My best guess was that the Breakers had gotten impatient and had people watching the various towns on the assumption that I’d try to use one of the teleportation platforms eventually, or at least that I wasn’t done studying them. The group I’d met last week knew that I was interested in the platforms, even if they didn’t know why, so it wasn’t an unreasonable assumption to make.
I didn’t think they had actually managed to magically locate me. It was just brute force in numbers and some reasonable guesswork. All the same, I wasn’t about to take any chances with leading strange, possibly hostile mages back to Senica. In fact, depending on how things turned out here, I might be sending my sister home early.

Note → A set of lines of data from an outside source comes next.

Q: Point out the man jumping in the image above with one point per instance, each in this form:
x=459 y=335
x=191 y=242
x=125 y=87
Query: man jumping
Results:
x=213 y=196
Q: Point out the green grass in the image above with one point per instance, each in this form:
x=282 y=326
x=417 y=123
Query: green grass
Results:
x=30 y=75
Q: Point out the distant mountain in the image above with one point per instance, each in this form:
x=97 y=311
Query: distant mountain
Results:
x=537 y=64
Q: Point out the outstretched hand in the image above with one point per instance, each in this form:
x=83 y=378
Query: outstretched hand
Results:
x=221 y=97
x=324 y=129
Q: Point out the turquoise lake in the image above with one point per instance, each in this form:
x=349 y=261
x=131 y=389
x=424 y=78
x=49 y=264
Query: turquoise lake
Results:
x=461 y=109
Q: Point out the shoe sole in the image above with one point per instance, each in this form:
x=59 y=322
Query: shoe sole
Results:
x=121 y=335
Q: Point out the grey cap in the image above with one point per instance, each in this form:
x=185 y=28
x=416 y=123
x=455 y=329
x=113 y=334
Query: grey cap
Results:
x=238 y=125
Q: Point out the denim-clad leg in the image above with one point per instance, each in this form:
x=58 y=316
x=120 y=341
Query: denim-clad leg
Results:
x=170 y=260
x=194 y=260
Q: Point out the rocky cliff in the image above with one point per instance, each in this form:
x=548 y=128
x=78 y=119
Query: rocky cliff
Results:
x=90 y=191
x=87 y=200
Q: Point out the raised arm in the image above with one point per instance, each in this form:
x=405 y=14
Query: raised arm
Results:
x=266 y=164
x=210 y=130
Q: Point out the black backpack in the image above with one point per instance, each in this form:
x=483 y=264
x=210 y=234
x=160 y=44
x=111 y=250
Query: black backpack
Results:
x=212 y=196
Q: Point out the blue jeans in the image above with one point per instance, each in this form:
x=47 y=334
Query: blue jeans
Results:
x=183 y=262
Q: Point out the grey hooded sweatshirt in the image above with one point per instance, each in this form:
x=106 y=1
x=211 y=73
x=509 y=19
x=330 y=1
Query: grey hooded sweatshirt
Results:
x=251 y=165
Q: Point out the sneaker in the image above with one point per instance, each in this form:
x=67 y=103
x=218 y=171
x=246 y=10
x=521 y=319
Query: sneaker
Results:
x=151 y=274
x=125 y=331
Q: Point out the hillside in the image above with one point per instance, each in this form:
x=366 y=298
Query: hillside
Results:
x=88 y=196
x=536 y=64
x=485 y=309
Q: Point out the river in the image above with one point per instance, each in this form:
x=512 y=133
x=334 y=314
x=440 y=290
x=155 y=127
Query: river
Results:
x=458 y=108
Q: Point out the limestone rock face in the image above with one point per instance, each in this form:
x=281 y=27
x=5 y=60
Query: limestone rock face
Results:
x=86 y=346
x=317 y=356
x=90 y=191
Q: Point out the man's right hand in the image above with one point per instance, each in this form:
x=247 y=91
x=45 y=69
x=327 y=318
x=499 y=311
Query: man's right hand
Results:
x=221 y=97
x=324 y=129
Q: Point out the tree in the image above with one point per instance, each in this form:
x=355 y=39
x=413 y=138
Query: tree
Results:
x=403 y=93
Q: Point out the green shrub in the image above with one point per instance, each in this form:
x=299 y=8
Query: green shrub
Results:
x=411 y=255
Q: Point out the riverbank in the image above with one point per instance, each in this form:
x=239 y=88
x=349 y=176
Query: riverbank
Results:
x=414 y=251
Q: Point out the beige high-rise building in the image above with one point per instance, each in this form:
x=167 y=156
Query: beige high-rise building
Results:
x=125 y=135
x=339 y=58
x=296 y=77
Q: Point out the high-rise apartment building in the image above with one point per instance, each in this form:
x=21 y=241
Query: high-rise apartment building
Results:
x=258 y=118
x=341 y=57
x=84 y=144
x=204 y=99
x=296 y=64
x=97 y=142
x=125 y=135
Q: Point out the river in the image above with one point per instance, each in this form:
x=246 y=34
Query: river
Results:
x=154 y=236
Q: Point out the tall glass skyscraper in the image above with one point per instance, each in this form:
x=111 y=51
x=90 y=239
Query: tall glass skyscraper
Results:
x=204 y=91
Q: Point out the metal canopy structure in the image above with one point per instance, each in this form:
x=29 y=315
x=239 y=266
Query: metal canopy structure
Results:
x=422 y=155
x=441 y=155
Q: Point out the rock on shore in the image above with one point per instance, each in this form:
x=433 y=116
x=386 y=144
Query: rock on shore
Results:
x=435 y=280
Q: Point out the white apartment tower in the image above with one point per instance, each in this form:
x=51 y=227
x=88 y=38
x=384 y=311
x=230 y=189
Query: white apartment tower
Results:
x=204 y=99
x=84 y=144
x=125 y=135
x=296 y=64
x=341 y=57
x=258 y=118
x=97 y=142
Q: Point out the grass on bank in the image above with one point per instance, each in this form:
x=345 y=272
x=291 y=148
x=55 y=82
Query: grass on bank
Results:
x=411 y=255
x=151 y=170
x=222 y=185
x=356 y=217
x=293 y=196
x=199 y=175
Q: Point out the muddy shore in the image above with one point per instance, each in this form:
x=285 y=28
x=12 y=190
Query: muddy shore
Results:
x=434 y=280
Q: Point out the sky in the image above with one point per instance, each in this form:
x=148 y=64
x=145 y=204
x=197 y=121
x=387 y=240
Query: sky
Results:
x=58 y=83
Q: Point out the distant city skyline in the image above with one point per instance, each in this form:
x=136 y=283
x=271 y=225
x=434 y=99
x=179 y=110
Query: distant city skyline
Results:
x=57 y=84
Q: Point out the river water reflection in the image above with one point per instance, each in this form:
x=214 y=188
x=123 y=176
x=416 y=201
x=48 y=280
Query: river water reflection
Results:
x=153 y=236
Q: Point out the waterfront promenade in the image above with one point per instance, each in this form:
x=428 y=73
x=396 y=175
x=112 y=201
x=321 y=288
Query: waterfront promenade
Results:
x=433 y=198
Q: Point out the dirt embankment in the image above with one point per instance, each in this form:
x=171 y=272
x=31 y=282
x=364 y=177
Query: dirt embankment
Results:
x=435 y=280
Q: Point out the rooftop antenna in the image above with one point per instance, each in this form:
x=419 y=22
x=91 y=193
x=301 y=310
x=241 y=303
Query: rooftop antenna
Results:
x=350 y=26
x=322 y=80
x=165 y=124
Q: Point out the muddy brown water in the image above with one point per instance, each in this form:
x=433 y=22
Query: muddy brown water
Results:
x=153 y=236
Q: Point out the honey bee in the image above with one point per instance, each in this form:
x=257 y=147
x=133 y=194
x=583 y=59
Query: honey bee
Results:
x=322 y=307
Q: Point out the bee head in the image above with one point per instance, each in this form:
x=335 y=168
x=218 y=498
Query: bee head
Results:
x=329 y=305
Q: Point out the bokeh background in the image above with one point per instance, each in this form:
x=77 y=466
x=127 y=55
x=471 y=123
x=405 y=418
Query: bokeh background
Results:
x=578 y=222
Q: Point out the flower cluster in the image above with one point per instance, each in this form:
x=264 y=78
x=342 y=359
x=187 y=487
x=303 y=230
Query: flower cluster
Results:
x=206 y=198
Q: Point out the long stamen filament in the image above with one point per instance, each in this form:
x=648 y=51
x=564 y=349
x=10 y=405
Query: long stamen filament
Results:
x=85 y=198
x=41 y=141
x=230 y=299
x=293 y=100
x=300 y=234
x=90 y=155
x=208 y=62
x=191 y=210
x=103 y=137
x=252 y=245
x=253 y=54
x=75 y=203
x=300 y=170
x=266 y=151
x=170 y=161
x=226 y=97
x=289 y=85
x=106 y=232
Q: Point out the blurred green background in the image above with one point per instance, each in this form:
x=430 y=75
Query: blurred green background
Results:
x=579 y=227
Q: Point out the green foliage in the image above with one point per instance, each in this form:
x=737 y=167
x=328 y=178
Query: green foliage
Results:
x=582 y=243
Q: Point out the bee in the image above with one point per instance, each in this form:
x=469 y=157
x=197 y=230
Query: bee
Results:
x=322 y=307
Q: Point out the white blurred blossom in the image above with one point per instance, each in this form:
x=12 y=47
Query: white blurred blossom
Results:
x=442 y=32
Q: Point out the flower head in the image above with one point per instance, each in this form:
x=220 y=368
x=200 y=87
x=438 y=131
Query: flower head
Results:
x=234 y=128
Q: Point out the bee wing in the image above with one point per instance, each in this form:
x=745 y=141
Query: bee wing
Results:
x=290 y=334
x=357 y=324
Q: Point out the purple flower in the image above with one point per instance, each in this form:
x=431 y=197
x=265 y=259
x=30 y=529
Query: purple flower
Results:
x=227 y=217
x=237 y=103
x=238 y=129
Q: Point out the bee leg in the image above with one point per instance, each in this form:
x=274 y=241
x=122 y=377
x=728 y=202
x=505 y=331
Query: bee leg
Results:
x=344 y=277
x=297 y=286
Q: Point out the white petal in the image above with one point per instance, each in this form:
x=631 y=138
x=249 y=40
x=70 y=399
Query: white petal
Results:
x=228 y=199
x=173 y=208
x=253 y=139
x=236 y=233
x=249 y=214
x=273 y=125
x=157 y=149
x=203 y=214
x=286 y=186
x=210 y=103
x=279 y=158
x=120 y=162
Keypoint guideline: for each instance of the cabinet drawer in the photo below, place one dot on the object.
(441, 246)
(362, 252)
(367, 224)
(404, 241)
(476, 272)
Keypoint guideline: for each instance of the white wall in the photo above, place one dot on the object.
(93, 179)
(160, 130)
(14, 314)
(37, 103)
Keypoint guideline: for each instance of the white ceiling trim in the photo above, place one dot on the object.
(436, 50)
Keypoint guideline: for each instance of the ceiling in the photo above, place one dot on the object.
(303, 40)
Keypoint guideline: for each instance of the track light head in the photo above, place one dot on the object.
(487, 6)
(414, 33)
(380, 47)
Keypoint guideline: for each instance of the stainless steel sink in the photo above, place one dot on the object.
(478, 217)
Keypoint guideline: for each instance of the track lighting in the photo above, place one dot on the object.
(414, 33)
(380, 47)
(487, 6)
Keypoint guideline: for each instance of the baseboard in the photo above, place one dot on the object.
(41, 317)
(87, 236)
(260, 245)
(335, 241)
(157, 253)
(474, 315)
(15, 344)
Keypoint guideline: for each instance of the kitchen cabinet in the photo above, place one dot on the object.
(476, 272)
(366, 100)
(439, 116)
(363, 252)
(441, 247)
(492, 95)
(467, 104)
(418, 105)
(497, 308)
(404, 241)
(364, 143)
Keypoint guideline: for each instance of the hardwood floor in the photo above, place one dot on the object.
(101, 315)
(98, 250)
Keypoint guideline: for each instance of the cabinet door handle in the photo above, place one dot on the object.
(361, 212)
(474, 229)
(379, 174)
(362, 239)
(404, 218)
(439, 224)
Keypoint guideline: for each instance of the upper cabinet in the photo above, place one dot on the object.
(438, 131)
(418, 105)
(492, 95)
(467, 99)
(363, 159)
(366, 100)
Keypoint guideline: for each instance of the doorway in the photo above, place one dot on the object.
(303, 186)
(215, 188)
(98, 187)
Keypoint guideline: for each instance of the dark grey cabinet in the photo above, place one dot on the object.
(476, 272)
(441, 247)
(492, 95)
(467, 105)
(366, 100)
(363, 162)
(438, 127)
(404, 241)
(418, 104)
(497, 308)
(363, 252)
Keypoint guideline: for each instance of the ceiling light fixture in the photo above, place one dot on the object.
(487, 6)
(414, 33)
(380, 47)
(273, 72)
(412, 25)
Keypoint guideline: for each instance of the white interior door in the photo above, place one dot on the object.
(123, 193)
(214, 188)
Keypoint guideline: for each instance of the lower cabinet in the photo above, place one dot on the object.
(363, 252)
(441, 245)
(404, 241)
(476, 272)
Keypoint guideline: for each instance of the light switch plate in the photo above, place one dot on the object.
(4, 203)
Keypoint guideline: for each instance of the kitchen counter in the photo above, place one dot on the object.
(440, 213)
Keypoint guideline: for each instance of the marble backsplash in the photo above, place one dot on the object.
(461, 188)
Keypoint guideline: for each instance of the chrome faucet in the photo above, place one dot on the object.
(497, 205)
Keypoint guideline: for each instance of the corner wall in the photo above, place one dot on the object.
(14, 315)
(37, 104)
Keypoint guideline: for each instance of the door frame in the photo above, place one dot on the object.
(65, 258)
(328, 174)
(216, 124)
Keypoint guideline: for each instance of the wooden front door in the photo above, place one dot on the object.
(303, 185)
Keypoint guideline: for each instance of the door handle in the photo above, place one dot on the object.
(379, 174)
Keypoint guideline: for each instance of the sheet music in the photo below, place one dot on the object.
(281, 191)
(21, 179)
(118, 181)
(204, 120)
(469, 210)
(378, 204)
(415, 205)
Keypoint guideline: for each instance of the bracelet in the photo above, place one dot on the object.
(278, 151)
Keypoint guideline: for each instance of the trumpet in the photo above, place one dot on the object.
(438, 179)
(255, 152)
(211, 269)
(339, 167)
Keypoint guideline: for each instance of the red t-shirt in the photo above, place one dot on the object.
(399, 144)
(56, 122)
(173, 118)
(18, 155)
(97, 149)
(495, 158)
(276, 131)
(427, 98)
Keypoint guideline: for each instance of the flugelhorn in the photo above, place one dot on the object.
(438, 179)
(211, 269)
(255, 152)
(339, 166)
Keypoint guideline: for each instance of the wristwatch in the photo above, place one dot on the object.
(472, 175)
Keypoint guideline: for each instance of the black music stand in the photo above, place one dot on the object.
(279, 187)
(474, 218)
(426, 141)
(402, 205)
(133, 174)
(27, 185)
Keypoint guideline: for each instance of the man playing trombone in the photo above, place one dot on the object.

That would be a shame. She was making fantastic progress in such a mana-rich environment, but it wasn’t the end of the world. After all, we could always return when I was done. Even better, once I gathered enough mana to advance my core to stage five, I’d be able to dive into the chasm where the mana was thickest and harvest it quite rapidly. It was probably too dense there for Senica to safely handle, but I had plenty of uses for heavy mana myself.
Yes, things were coming along quite nicely, and I wasn’t going to allow the Breakers of Chains to push me into making a move before I was ready. I’d make an effort not to burn my bridges with them just yet, but if their demands were too unreasonable, I’d walk away. They weren’t vital to any of my plans, and if they tried to coerce me into assisting them, well…
They weren’t the first cabal I’d crushed in recent years.